Embryo Freezing: Hope, Flexibility, and the Future of Fertility

When Hurricane Katrina struck New Orleans in 2005, families across the city lost nearly everything. Among the chaos, thousands of frozen embryos stored in fertility clinics were also at risk. Thanks to a coordinated rescue effort, those embryos were saved—including the one that would later become Noah Markham.

Two years later, Noah was born from one of those preserved embryos. Today, he’s 18 years old, serving in the U.S. Army, and often refers to his older brother—born from the same set of embryos—as his “twin.” Noah’s remarkable story shows the power of embryo freezing: not only to preserve fertility, but to safeguard possibilities for the future, even in the face of life’s greatest challenges.

What Is Embryo Freezing?

Embryo freezing, also known as embryo cryopreservation, has been an integral part of in vitro fertilization (IVF) for over 35 years. The first live birth from a frozen embryo was reported in 1983, and since then, technology has advanced dramatically.

During a standard IVF cycle, a woman takes injectable medications to stimulate egg development over 10–14 days. The eggs are retrieved in a short procedure, fertilized with sperm in the lab, and grown into embryos. The best embryos are transferred to the uterus, and any additional high-quality embryos may be frozen for future use.

Why Are Embryos Frozen?

Embryo freezing is performed for several reasons:

  • Surplus embryos after IVF: When more than one good-quality embryo develops, the extras can be preserved for future attempts.
  • Medical reasons: Embryos may be frozen if ovarian hyperstimulation occurs or if the uterine lining isn’t ready for transfer.
  • Fertility preservation before cancer treatment: For patients facing chemotherapy, radiation, or surgery that could harm fertility, freezing embryos offers the chance to build a family in the future.

Not every IVF cycle produces embryos that can be frozen, and that’s normal. Only embryos that reach the right stage in the lab are selected for cryopreservation, since they have the best chance of surviving the freezing and thawing process.
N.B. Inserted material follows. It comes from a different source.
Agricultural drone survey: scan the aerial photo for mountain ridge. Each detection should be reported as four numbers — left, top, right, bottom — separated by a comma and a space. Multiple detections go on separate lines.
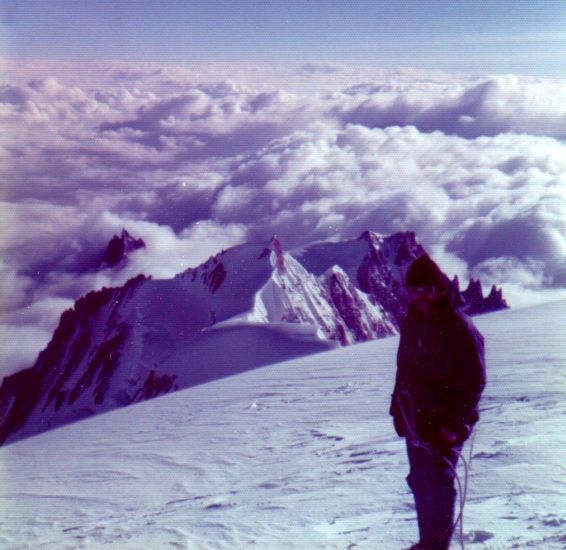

How Successful Is Embryo Freezing?

In the past, frozen embryo transfers (FETs) were thought to be slightly less successful than fresh transfers—about 5% lower, according to older national statistics. But this was likely because the very best embryos were used first in fresh cycles, while the “next best” were frozen.

Today, thanks to advanced freezing technology, frozen embryo transfer success rates are now nearly identical to fresh embryo transfers. For patients freezing embryos for fertility preservation, outcomes are highly reassuring.

What to Expect During a Frozen Embryo Transfer

When it’s time to use frozen embryos, patients undergo a frozen embryo transfer (FET). Medications, often oral or vaginal, prepare the uterine lining for implantation. Unlike fresh IVF cycles, there’s no need for stimulation injections, and monitoring is less frequent.

This process is simpler, less demanding, and offers patients flexibility in timing while maintaining excellent success rates.

The Bigger Picture

From the first frozen embryo birth in 1983 to stories like Noah Markham’s survival after Hurricane Katrina, embryo freezing has proven to be a powerful tool in modern fertility care. It offers flexibility, preserves hope for the future, and provides families with options during both expected and unexpected life circumstances.

At Genesis Fertility in NYC, we are proud to offer advanced embryo freezing and frozen embryo transfer services, giving our patients every opportunity to grow their families when the time is right.